Major League Soccer, which will hold playoff games in Portland, Ore., and Columbus, Ohio, on Sunday, said it is working closely with the U.S. Department of Homeland Security and the FBI to address safety concerns around both games. And in England, where national anthems of any kind are rarely played before league matches, France’s “La Marseillaise” was sung before every top-flight game as “an act of solidarity and remembrance” ordered by Premier League President Richard Scudamore.
“To play a foreign country’s anthem before all Premier League games is a really big thing and, I would imagine, unprecedented,” said Christopher Beesley, a soccer writer for the Liverpool Echo.
Clearly the last 10 days were a time for soccer to pause, reflect and unite.
At least one of the terrorists in the Paris attacks reportedly tried to enter the sold-out Stade de France, a 15-minute walk from the apartment where the suspected ringleader of the attacks was killed by police last week. Frustrated by security, the man and two accomplices blew themselves up outside the stadium instead.
Yet even in Paris, where police continue to round up suspects, authorities chose to play on despite the threats.

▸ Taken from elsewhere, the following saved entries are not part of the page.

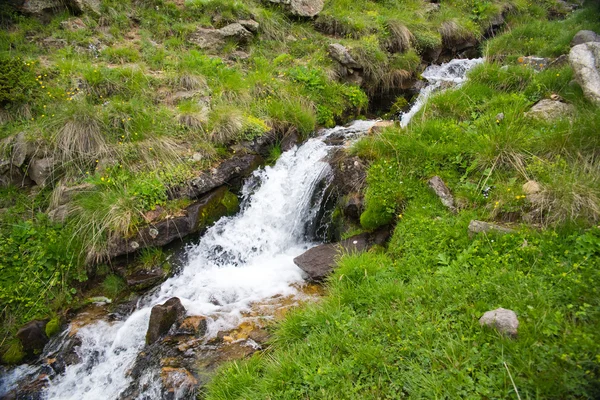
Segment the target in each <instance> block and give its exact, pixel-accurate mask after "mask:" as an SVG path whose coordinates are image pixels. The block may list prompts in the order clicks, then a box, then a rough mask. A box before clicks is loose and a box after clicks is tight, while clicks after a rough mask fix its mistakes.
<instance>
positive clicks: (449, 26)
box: [438, 20, 477, 49]
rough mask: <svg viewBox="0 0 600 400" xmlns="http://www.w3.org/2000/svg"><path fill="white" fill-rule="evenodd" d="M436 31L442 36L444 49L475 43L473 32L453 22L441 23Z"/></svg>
mask: <svg viewBox="0 0 600 400" xmlns="http://www.w3.org/2000/svg"><path fill="white" fill-rule="evenodd" d="M438 31H439V33H440V35H441V36H442V43H443V45H444V47H446V48H449V49H455V48H457V47H460V46H461V45H463V44H464V43H467V42H469V43H475V42H476V41H477V39H476V38H475V35H473V32H471V31H469V30H468V29H467V28H465V27H464V26H462V25H460V24H459V23H458V22H456V21H455V20H449V21H444V22H442V24H441V26H440V27H439V29H438Z"/></svg>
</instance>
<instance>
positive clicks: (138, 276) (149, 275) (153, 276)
mask: <svg viewBox="0 0 600 400" xmlns="http://www.w3.org/2000/svg"><path fill="white" fill-rule="evenodd" d="M165 279H167V274H166V273H165V271H164V270H163V269H162V268H160V267H155V268H152V269H150V270H144V269H142V270H137V271H134V272H132V273H130V274H127V275H126V276H125V281H126V282H127V286H129V288H130V289H131V290H133V291H136V292H140V291H144V290H146V289H150V288H152V287H154V286H157V285H158V284H159V283H161V282H163V281H164V280H165Z"/></svg>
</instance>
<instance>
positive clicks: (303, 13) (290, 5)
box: [269, 0, 325, 17]
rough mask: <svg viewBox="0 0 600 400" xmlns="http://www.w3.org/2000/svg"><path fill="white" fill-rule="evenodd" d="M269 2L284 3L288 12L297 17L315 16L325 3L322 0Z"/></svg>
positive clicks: (319, 10)
mask: <svg viewBox="0 0 600 400" xmlns="http://www.w3.org/2000/svg"><path fill="white" fill-rule="evenodd" d="M269 1H270V2H271V3H276V4H284V5H285V6H286V8H287V9H288V11H289V13H290V14H292V15H295V16H298V17H316V16H317V15H318V14H319V13H320V12H321V11H322V10H323V6H324V5H325V1H324V0H269Z"/></svg>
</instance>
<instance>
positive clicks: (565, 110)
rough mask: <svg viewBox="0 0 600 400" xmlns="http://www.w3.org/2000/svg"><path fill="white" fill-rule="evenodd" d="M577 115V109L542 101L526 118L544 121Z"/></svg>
mask: <svg viewBox="0 0 600 400" xmlns="http://www.w3.org/2000/svg"><path fill="white" fill-rule="evenodd" d="M574 113H575V107H573V106H572V105H571V104H566V103H563V102H560V101H553V100H549V99H544V100H540V101H538V102H537V103H535V104H534V105H533V106H532V107H531V109H530V110H529V111H528V112H526V113H525V115H526V116H528V117H530V118H534V119H539V120H543V121H553V120H555V119H560V118H566V117H569V116H571V115H573V114H574Z"/></svg>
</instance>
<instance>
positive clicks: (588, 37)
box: [571, 31, 600, 47]
mask: <svg viewBox="0 0 600 400" xmlns="http://www.w3.org/2000/svg"><path fill="white" fill-rule="evenodd" d="M587 42H600V35H598V34H597V33H596V32H594V31H579V32H577V33H576V34H575V36H573V39H572V40H571V47H573V46H577V45H578V44H583V43H587Z"/></svg>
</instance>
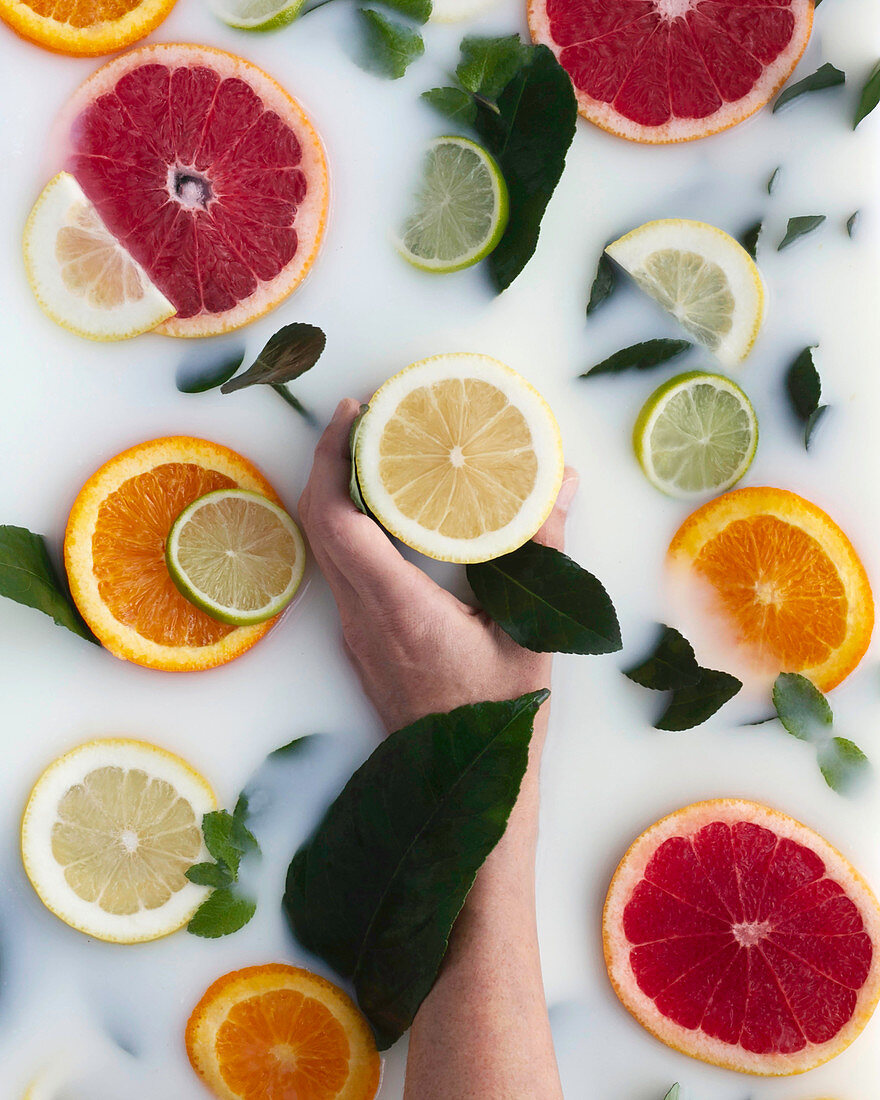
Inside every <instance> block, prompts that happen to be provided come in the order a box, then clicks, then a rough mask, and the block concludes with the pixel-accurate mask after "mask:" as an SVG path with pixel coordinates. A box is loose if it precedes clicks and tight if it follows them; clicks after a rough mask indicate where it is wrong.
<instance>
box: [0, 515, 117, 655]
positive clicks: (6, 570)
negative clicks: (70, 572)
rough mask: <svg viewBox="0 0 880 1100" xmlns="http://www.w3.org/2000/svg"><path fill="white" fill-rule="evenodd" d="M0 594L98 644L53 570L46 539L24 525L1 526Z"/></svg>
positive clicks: (97, 645) (63, 586)
mask: <svg viewBox="0 0 880 1100" xmlns="http://www.w3.org/2000/svg"><path fill="white" fill-rule="evenodd" d="M0 596H5V597H7V599H14V602H15V603H17V604H24V606H25V607H33V608H34V610H37V612H43V614H44V615H48V616H50V617H51V618H52V619H54V621H55V623H57V625H58V626H63V627H66V628H67V629H68V630H72V631H73V632H74V634H76V635H79V637H80V638H85V639H86V641H91V642H94V643H95V645H96V646H100V641H98V639H97V638H96V637H95V635H94V634H92V632H91V630H90V629H89V628H88V626H87V625H86V623H85V620H84V619H83V616H81V615H80V614H79V612H78V610H77V609H76V605H75V604H74V602H73V599H72V598H70V595H69V593H68V591H67V585H66V584H64V583H63V581H62V579H61V573H57V572H56V571H55V568H54V565H53V564H52V559H51V558H50V555H48V549H47V547H46V540H45V539H44V538H43V536H42V535H34V533H33V531H29V530H27V529H26V528H25V527H12V526H11V525H9V524H2V525H0Z"/></svg>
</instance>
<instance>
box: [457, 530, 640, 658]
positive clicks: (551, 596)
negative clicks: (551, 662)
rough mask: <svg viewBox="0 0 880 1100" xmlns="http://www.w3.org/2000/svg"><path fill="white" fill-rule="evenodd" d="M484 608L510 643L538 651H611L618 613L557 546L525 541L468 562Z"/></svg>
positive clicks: (557, 651) (469, 578)
mask: <svg viewBox="0 0 880 1100" xmlns="http://www.w3.org/2000/svg"><path fill="white" fill-rule="evenodd" d="M467 581H469V582H470V584H471V587H472V588H473V590H474V595H475V596H476V598H477V599H478V601H480V603H481V604H482V606H483V609H484V610H485V612H486V613H487V614H488V615H489V617H491V618H493V619H494V620H495V621H496V623H497V624H498V626H499V627H500V628H502V629H503V630H504V631H506V632H507V634H509V635H510V637H511V638H513V639H514V641H517V642H519V645H520V646H524V647H525V648H526V649H531V650H535V651H537V652H540V653H614V652H616V651H617V650H618V649H619V648H620V627H619V625H618V623H617V614H616V613H615V609H614V604H613V603H612V602H610V598H609V597H608V594H607V592H606V591H605V588H604V587H603V586H602V584H601V583H599V582H598V581H597V580H596V579H595V576H593V575H592V574H591V573H587V572H586V570H585V569H582V568H581V566H580V565H579V564H577V562H575V561H572V559H571V558H568V557H566V555H565V554H564V553H562V552H561V551H560V550H554V549H553V548H552V547H546V546H542V544H541V543H540V542H526V544H525V546H521V547H520V548H519V549H518V550H514V552H513V553H508V554H504V555H503V557H502V558H495V559H493V560H492V561H484V562H480V563H478V564H475V565H469V566H467Z"/></svg>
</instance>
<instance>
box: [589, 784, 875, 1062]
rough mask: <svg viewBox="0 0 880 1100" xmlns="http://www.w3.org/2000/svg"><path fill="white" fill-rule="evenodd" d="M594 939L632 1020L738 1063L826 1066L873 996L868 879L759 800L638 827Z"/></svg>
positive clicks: (872, 946)
mask: <svg viewBox="0 0 880 1100" xmlns="http://www.w3.org/2000/svg"><path fill="white" fill-rule="evenodd" d="M603 938H604V943H605V960H606V963H607V966H608V975H609V976H610V980H612V983H613V986H614V988H615V990H616V992H617V996H618V997H619V998H620V1000H621V1001H623V1003H624V1005H625V1007H626V1008H627V1009H628V1010H629V1012H631V1013H632V1015H634V1016H635V1018H636V1019H637V1020H638V1021H639V1023H641V1024H642V1025H643V1026H645V1027H647V1029H648V1031H650V1032H652V1033H653V1034H654V1035H656V1036H657V1037H658V1038H660V1040H662V1042H663V1043H667V1044H668V1045H669V1046H672V1047H674V1048H675V1049H678V1051H681V1052H682V1053H683V1054H689V1055H691V1056H692V1057H694V1058H700V1059H701V1060H703V1062H711V1063H713V1064H714V1065H717V1066H724V1067H726V1068H728V1069H737V1070H739V1071H741V1073H748V1074H760V1075H763V1076H784V1075H789V1074H802V1073H805V1071H806V1070H807V1069H812V1068H814V1067H815V1066H818V1065H821V1064H822V1063H824V1062H827V1060H828V1059H831V1058H833V1057H835V1056H836V1055H837V1054H839V1053H840V1052H842V1051H843V1049H844V1048H845V1047H847V1046H848V1045H849V1044H850V1043H851V1042H853V1041H854V1040H855V1038H856V1037H857V1035H858V1034H859V1033H860V1032H861V1030H862V1029H864V1027H865V1025H866V1024H867V1022H868V1020H869V1019H870V1016H871V1013H872V1012H873V1010H875V1008H876V1005H877V1001H878V997H880V949H879V948H880V908H879V906H878V903H877V900H876V899H875V897H873V894H872V893H871V891H870V889H869V888H868V886H867V884H866V882H865V881H864V879H862V878H861V877H860V876H859V875H858V872H857V871H856V870H855V869H854V868H853V867H850V865H849V864H848V862H847V860H846V859H845V858H844V857H843V856H842V855H840V854H839V853H838V851H836V850H835V849H834V848H833V847H832V846H831V845H829V844H828V843H827V842H826V840H824V839H823V838H822V837H821V836H818V835H817V834H816V833H814V832H813V831H812V829H809V828H807V827H806V826H805V825H801V824H800V822H796V821H794V820H793V818H791V817H787V816H785V815H784V814H781V813H779V812H777V811H774V810H768V809H767V807H766V806H761V805H758V804H757V803H753V802H745V801H740V800H736V799H725V800H717V801H714V802H701V803H697V804H696V805H692V806H686V807H685V809H684V810H680V811H678V813H674V814H671V815H670V816H669V817H664V818H663V820H662V821H661V822H658V824H657V825H652V826H651V828H649V829H648V832H647V833H643V834H642V835H641V836H640V837H639V838H638V839H637V840H636V842H635V844H634V845H632V846H631V848H630V849H629V851H628V853H627V854H626V856H625V857H624V859H623V861H621V864H620V866H619V867H618V868H617V871H616V873H615V876H614V879H613V881H612V884H610V888H609V890H608V897H607V900H606V902H605V915H604V922H603Z"/></svg>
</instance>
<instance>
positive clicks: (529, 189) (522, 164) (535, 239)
mask: <svg viewBox="0 0 880 1100" xmlns="http://www.w3.org/2000/svg"><path fill="white" fill-rule="evenodd" d="M524 48H525V51H526V52H525V54H524V56H525V57H526V58H527V61H526V62H525V64H524V65H522V67H521V68H520V69H519V72H518V73H517V75H516V76H515V77H514V78H513V80H510V83H509V84H508V85H507V87H506V88H505V89H504V91H503V92H502V95H500V96H499V97H498V102H497V112H496V111H495V110H493V109H492V107H491V106H489V105H486V103H484V102H482V101H478V102H477V114H476V130H477V133H478V135H480V139H481V141H482V142H483V144H484V145H485V146H486V149H487V150H488V152H489V153H491V154H492V155H493V156H494V157H495V160H496V161H497V162H498V164H499V166H500V169H502V173H503V175H504V178H505V182H506V183H507V191H508V196H509V206H510V215H509V220H508V222H507V229H506V230H505V232H504V235H503V237H502V239H500V241H499V242H498V244H497V246H496V248H495V249H494V251H493V252H492V254H491V255H489V256H488V259H487V261H486V263H487V264H488V271H489V276H491V278H492V282H493V284H494V286H495V288H496V290H504V289H506V288H507V287H508V286H509V285H510V284H511V283H513V282H514V279H515V278H516V277H517V276H518V275H519V274H520V272H521V271H522V268H524V267H525V266H526V264H527V263H528V262H529V260H530V259H531V256H532V254H533V252H535V249H536V246H537V244H538V235H539V233H540V229H541V219H542V218H543V213H544V210H546V209H547V204H548V202H549V201H550V197H551V196H552V194H553V191H554V190H555V186H557V184H558V183H559V179H560V176H561V175H562V169H563V168H564V166H565V154H566V153H568V150H569V146H570V145H571V142H572V139H573V138H574V130H575V125H576V122H577V103H576V100H575V98H574V88H573V85H572V83H571V79H570V78H569V75H568V73H565V70H564V69H563V68H562V67H561V66H560V64H559V62H558V61H557V59H555V57H554V56H553V54H552V53H551V51H550V50H548V47H547V46H543V45H541V46H529V47H524Z"/></svg>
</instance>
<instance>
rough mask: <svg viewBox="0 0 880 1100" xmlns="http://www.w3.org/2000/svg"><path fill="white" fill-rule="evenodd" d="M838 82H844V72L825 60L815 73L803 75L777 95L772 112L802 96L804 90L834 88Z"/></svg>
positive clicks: (804, 90)
mask: <svg viewBox="0 0 880 1100" xmlns="http://www.w3.org/2000/svg"><path fill="white" fill-rule="evenodd" d="M840 84H846V73H842V72H840V69H838V68H835V67H834V65H831V64H829V63H828V62H826V63H825V64H824V65H823V66H822V67H821V68H817V69H816V72H815V73H811V74H810V76H805V77H804V78H803V80H799V81H798V83H796V84H791V85H789V87H788V88H785V89H784V90H783V91H782V92H781V95H779V96H777V101H775V102H774V103H773V113H774V114H775V112H777V111H778V110H779V109H780V108H781V107H784V106H785V103H790V102H791V101H792V99H796V98H798V97H799V96H803V94H804V92H805V91H822V90H823V89H824V88H835V87H836V86H837V85H840Z"/></svg>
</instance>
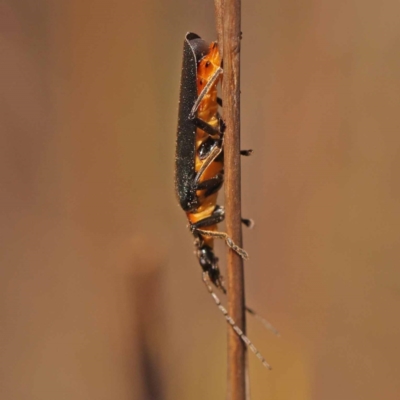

“You could react by saying that after the tragedy playing football is something ridiculous,” Frederic Thiriez, president of France’s top domestic league, told reporters. “But it’s not. On the contrary, playing football, going to the stadium — just like going to the cinema, to the theater, to the restaurant or cafe — that’s life.
“And life must prevail over death.”
Romain Carrega, a Parisian who was inside Stade de France when the Nov. 13 attacks took place, agreed.
“I don’t want to give up my passion for soccer because of these guys,” he said of the terrorists. “That would be doing exactly what they intended to do: stop us from enjoying our lives. We have to show the terrorists that Paris and the French people are stronger than that.”
For security experts, finding the right balance between what is normal and what is needed is difficult, especially because what’s considered normal has now changed.
“With what we just saw in Paris, we have to be as vigilant as possible as we understand the intel and the threat,” said Dan Donovan, a vice president for Guidepost Solutions, a consulting and crowd management company that has worked on 11 Super Bowls and seven Olympics.
“Is it still safe to hold the event? Is it safe from a security perspective and is it the right thing to do in this location given what else might be going on in the world or in the country at that time?”
Donovan praised the Europeans, saying the security plan in place at Stade de France probably saved thousands of lives. And he said the decisions to cancel games in Germany and Belgium were prudent given the circumstances.
But those circumstances change from game to game and stadium to stadium. In the U.S., for example, some colleges have banned backpacks from football and basketball games, and the NFL, which is ramping up security this weekend, prohibits oversized bags and purses.
Donovan said the stepped-up procedures adopted in Madrid are especially effective because they increased the size of the security perimeter, preventing huge crowds from forming in one place.
“It’s that deterrent factor,” he said. “If I can show that you can’t get past my different lines of security, I’ve deterred you. So extending my perimeter and having multiple levels of security checks … helps me keep the threat farther away from a high-density area.”
What they won’t do is eliminate the threat completely.
Carrega, the French soccer fan, said while security procedures at the Stade de France were thorough, it was largely luck and the incompetence of the terrorists that prevented a bloodbath from taking place at Europe’s fifth-largest soccer venue.
“Today I cannot say that I feel any place in the world — let alone Paris — is 100% safe,” he said.
Yet he says it’s important next summer’s monthlong European Championships, which will start and finish in Stade de France, go forward as planned.
“It would be sending a very wrong message to either cancel the Euros or change the location,” he said. “Of course we need to take additional security precautions. And I trust the French government and police to do so.
“But changing location would be giving some satisfaction to the terrorists. I sure hope we won’t grant them that.”